The gardens are the best thing about Murray Edwards. They are always beautifully kept with numerous little corners for someone to escape and immerse themselves in a small piece of nature. I recall looking out from my room many times in first year over the grass and onto the library, a truly wonderful view. Unlike many other Colleges, students can walk across the grass which lends a sense of inclusiveness not found in many other places. The gardens also serve as the backdrop to some of the most important events in your College life – matriculation, garden parties (arguably the best) and graduation.

What do you remember most about the Gateway Programme?

I think the experience that stuck with me the most from the Gateway Programme was the visit we had from a College alumna who spoke about her career journey after university. She also presented her CV and walked us through very useful tips about how to structure our own resumé and what kind of language to use. I have always found that hearing about the experience of others, their challenges and triumphs, provides me with some perspective of what I may expect when beginning my own journey, and helps prepare me for how I should face my own experiences.

How has your career developed since leaving Murray Edwards?

My career has developed in a very interesting way since leaving Murray Edwards, with many opportunities and changes coming my way. For that reason, Sheryl Sandberg’s (COO of Facebook) description of modern careers in her book Lean In continues to resonate with me. She describes careers as a jungle gym where people move laterally and upwards across jobs and sectors rather than following a linear path in one industry for their entire professional life.

By starting off working as a Management Consultant for Accenture, I gained the skills and tools required to manage and lead software implementations for clients. I used all I learnt in my path thereafter to co-establish an NGO in the smart mobility field and now as a project manager for a software company that helps improve safety and roadway management across the world.

Looking back, moving into the urban development field was the right decision for me to pursue my interest in making our cities better places to live in. I am also glad that over the period of my career thus far I took opportunities that presented the most room for growth and pushed myself to develop in unfamiliar fields and settings.

What has surprised you most about working life?

I think what surprised me most about working life is how different it is from the educational setting I had spent my entire life in until that point. I realised that interpersonal skills are as important as intelligence, and at times more important, since a lot of our success as workers depends on our relationships with colleagues and clients and not solely the output we deliver.

Importantly, I learnt the value and criticality of what it means to be part of a team that is genuinely moving and working towards a shared goal, and the required skills for making that team effective (including transparency, empathy, organization and foresight, among others).

What careers advice would you give to current students?

Remember that at the beginning of your career you are learning what you don’t want to do as much as what you do want to do. That means that it’s important to try and amass as much diverse experience early on in your journey and that you should try to remain open-minded about pursuing new avenues that spark your interest.

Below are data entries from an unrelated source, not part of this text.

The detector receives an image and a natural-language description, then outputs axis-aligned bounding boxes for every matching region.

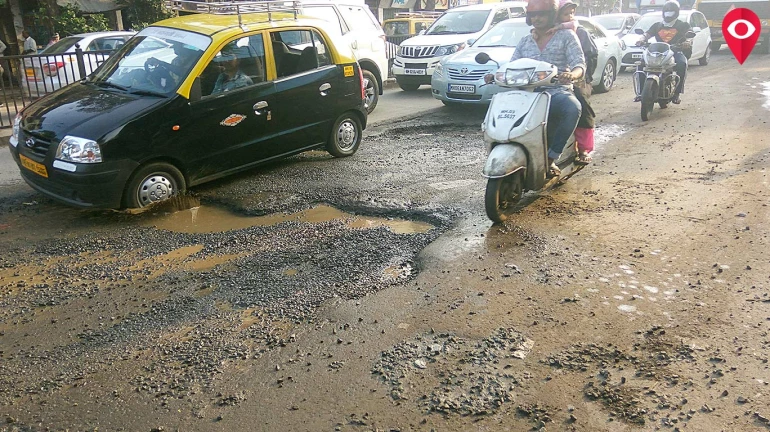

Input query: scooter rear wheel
[642,81,658,121]
[484,171,524,223]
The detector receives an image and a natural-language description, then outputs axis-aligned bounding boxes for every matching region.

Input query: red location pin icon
[722,8,762,64]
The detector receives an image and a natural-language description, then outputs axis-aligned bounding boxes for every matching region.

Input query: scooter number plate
[449,84,476,93]
[404,69,425,75]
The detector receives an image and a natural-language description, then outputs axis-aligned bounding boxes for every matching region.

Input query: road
[0,49,770,431]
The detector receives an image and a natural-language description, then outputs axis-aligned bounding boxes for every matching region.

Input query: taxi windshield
[87,27,211,96]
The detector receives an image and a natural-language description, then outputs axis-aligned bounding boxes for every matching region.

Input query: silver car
[431,17,623,105]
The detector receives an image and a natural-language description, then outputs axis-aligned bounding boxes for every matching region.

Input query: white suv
[393,1,527,91]
[299,0,388,113]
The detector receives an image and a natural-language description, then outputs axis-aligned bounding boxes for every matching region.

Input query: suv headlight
[8,114,21,147]
[56,135,102,163]
[435,44,465,56]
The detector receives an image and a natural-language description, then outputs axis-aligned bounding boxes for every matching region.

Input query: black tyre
[362,69,380,114]
[595,59,618,93]
[396,80,420,91]
[698,45,711,66]
[123,162,187,208]
[326,112,362,157]
[642,81,658,121]
[484,171,524,223]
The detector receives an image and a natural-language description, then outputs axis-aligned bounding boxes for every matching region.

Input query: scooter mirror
[476,53,490,64]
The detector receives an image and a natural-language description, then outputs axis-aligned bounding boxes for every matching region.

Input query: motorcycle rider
[634,0,692,104]
[484,0,586,178]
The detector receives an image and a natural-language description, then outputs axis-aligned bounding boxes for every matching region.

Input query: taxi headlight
[56,135,102,163]
[495,68,537,86]
[8,114,21,147]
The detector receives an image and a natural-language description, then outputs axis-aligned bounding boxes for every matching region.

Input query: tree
[118,0,174,30]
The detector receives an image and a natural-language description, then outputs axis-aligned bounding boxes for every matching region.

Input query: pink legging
[575,128,594,153]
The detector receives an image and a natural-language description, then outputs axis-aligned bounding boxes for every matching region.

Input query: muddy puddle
[143,205,433,234]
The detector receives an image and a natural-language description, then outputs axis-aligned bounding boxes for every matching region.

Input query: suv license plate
[19,155,48,178]
[449,84,476,93]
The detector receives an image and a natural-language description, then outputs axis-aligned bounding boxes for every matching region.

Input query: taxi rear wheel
[123,162,186,208]
[363,69,380,114]
[326,112,362,157]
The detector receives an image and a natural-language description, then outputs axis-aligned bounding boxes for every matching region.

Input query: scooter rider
[634,0,692,104]
[484,0,586,177]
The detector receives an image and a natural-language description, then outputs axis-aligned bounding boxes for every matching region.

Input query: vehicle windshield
[473,21,531,48]
[425,9,491,34]
[40,36,86,54]
[592,15,625,30]
[629,12,663,34]
[87,27,211,96]
[383,21,409,36]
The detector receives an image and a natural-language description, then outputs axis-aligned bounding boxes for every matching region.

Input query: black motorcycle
[634,29,695,121]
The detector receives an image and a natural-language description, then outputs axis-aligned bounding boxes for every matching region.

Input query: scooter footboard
[482,144,527,178]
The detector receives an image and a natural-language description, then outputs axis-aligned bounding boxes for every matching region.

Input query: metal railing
[0,47,113,128]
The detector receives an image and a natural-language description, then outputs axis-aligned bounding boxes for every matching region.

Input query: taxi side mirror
[190,77,203,102]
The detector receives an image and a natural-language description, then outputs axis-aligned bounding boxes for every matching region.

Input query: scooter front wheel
[484,171,524,223]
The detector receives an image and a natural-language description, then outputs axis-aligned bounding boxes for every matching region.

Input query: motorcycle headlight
[8,114,21,147]
[56,135,102,163]
[495,68,539,86]
[435,44,463,56]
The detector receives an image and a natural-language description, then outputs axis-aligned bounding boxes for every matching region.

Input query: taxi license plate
[404,69,425,75]
[19,155,48,178]
[449,84,476,93]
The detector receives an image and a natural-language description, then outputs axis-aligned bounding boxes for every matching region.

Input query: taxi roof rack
[163,0,302,27]
[393,11,444,18]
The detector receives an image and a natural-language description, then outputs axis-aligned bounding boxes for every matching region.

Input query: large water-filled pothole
[143,205,433,234]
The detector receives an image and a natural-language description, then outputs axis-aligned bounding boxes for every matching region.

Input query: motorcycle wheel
[484,171,524,223]
[642,81,658,121]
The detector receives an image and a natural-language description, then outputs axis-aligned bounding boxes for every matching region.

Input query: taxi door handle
[252,101,267,115]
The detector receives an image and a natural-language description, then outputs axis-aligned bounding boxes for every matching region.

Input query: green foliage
[32,5,111,40]
[118,0,173,31]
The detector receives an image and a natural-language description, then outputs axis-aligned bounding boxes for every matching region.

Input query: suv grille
[399,46,438,58]
[447,68,492,81]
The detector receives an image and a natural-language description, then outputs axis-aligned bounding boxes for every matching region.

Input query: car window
[580,21,606,39]
[339,5,380,32]
[510,6,527,18]
[270,30,331,78]
[201,34,265,96]
[491,9,508,25]
[425,9,492,34]
[302,6,348,34]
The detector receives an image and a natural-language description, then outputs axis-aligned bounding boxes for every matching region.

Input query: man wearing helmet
[635,0,692,104]
[488,0,586,177]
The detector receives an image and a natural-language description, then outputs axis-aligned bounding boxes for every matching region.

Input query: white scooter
[476,53,583,222]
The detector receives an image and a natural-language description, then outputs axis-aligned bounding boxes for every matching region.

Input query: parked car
[621,10,712,69]
[392,1,527,91]
[431,17,622,105]
[591,13,641,38]
[9,0,367,208]
[22,31,136,97]
[299,0,388,113]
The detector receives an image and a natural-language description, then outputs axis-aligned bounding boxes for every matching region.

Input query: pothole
[142,205,433,234]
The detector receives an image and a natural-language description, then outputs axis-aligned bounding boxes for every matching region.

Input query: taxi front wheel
[123,162,186,208]
[326,112,362,157]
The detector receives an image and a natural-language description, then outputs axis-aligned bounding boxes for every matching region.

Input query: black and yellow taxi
[9,0,367,208]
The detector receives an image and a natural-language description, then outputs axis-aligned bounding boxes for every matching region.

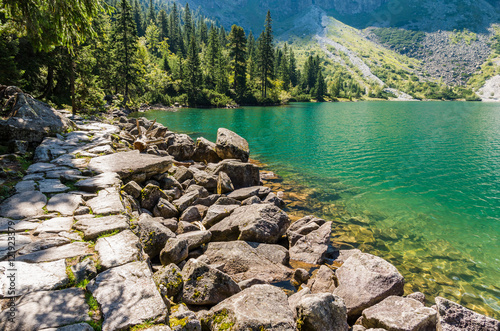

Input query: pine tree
[229,25,247,100]
[147,0,156,25]
[157,9,168,41]
[113,0,137,101]
[312,70,326,101]
[258,11,274,98]
[185,35,201,105]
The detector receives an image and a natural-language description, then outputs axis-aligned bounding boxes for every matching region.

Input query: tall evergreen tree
[258,11,274,98]
[157,9,168,41]
[146,0,156,25]
[229,25,247,100]
[113,0,137,101]
[185,34,201,105]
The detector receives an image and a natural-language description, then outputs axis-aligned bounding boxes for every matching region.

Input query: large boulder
[198,241,293,283]
[182,259,240,305]
[207,160,260,189]
[88,150,173,181]
[306,265,336,293]
[362,296,437,331]
[0,89,72,143]
[87,262,168,331]
[436,297,500,331]
[138,218,175,258]
[288,290,349,331]
[215,128,250,162]
[333,253,404,319]
[210,204,290,244]
[290,222,332,264]
[193,137,221,163]
[201,285,297,331]
[166,134,195,161]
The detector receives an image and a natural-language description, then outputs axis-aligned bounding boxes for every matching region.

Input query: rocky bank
[0,102,500,331]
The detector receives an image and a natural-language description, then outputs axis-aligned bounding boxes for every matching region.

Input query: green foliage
[373,28,425,54]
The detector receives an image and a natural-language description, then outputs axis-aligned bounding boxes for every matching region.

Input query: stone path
[0,117,498,331]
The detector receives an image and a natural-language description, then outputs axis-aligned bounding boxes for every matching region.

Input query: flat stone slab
[16,180,36,193]
[0,191,47,219]
[16,242,88,263]
[95,230,142,269]
[87,262,168,331]
[74,215,129,240]
[26,162,57,174]
[75,172,121,192]
[34,217,73,235]
[0,218,40,232]
[0,288,90,331]
[87,188,125,215]
[88,150,173,179]
[38,179,69,193]
[47,193,83,216]
[0,234,33,260]
[0,260,69,298]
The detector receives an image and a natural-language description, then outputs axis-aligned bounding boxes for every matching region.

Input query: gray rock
[201,285,297,331]
[248,242,290,266]
[210,204,290,244]
[16,236,71,255]
[306,265,336,293]
[38,179,69,193]
[71,259,97,284]
[74,215,129,240]
[75,172,121,192]
[241,196,262,206]
[202,205,239,228]
[177,231,212,251]
[290,222,332,264]
[153,263,184,298]
[217,171,234,194]
[172,191,200,212]
[176,221,200,234]
[170,303,201,331]
[87,188,125,215]
[290,293,349,331]
[207,160,260,189]
[16,179,36,193]
[0,218,40,233]
[0,288,90,331]
[95,230,143,269]
[138,218,175,258]
[34,217,73,235]
[0,191,47,219]
[228,186,271,201]
[179,206,202,223]
[0,260,69,298]
[198,241,293,283]
[16,242,88,263]
[436,297,500,331]
[160,238,189,265]
[182,259,240,305]
[192,137,220,163]
[166,134,195,161]
[87,262,168,331]
[88,150,173,180]
[333,253,404,319]
[215,128,250,162]
[47,193,83,216]
[122,180,142,199]
[363,296,437,331]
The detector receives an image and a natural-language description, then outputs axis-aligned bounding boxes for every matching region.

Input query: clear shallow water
[135,102,500,318]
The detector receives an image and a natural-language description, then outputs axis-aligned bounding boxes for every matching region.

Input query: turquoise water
[135,102,500,318]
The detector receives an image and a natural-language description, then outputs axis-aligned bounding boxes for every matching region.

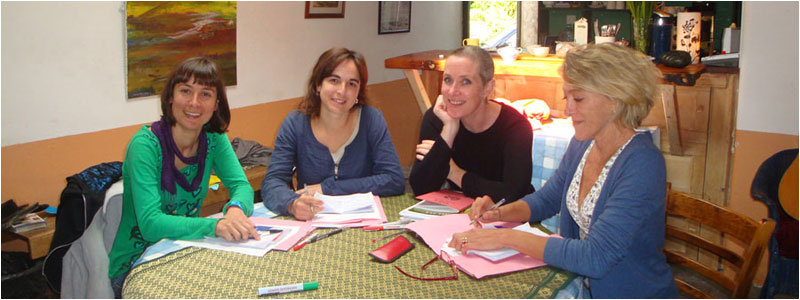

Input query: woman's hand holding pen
[448,228,511,254]
[295,183,322,196]
[469,196,501,226]
[288,189,323,220]
[214,206,261,242]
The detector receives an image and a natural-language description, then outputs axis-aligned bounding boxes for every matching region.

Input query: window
[465,1,519,49]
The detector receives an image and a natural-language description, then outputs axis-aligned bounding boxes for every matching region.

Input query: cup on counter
[526,45,550,57]
[594,35,617,44]
[461,38,481,47]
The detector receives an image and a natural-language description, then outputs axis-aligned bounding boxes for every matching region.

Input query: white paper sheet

I would also say that you should pursue opportunities that have always excited you so that you can examine if those are right for you moving forward. In doing this you may find that things that looked glamorous and attractive from the outside are not quite what they lived up to be when you reach them. It’s okay to be disheartened and disappointed by this realization but remember that there is a wealth of opportunities out there in roles that will interest you. With time you will learn to identify what you enjoy as well as what you are good at, and that is what you should follow.